The setting feels roughly similar to Glen Cook‘s Garrett Files, a fantasy world populated with a variety of intelligent species and hinting at a war between the races in the not-too-distant past. Like Garrett, Markhat fought in the war, and his memories often provide insight into his current troubles. As in the best MUFs, Markhat is quick with a quip but thankfully avoids snark in a true crisis. Despite his vast experience, he’s a skeptic, looking for the more human explanation instead of the magical one. While somewhat of a wit, this books allows his compassion and determination to shine, making him more identifiable than ever and certainly easier to connect with than Garrett.
There’s an urban feel to the series, a type of Ankh-Morpork where generally earth-rules govern, with a magic system that is present but not ubiquitous. Tuttle explains it in pieces, which works well for those who like to put the puzzle together, but if you like your world-building spelled out (ha-ha), this may prove frustrating. Tuttle focuses more on fantasy people, such as vampires (usually called ‘the halfdead’), ogres and trolls, than the magic system, although in this installment we learn more about sorcerers, sanctioned and otherwise. I don’t know that I’d call any elements unique, but to borrow his art analogies, he is arranging them in a satisfying composition.
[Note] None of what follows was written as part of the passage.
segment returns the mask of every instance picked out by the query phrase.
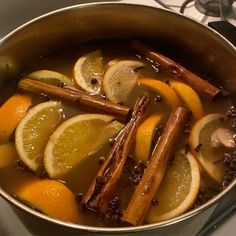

Writing is smooth, occasionally providing evocative description but more usually focused on action. In this it reminds me of Jim Butcher‘s Dresden files. Occasionally, the description is very earth-like, but still amuses me:
“And if her crowd was selling their paintings like deep-fried money, that had to be putting a crimp in the coffers of every gallery on the street.”
One of the longer Markhart stories, this moved well, striking a nice balance between emotional development, investigation and action in a semi-standard siege setting. Characters were well done, especially the women, which is more rare than one would hope in the modern urban fantasy. Honestly, I’m surprised Tuttle isn’t more widely known given the popularity of the genre. A further note for those that prefer their fantasy non-dark–while Tuttle likes to evoke the occasionally scary scene, he’s essentially an optimistic writer with emotionally satisfying resolutions.
You can find a number of the Markhat shorts cheaply on Kindle, but some have been collected into paperback as well. Now that I’ve got them in e-form, I’ll probably have to hunt a physical copy down for my library. Yes, that good.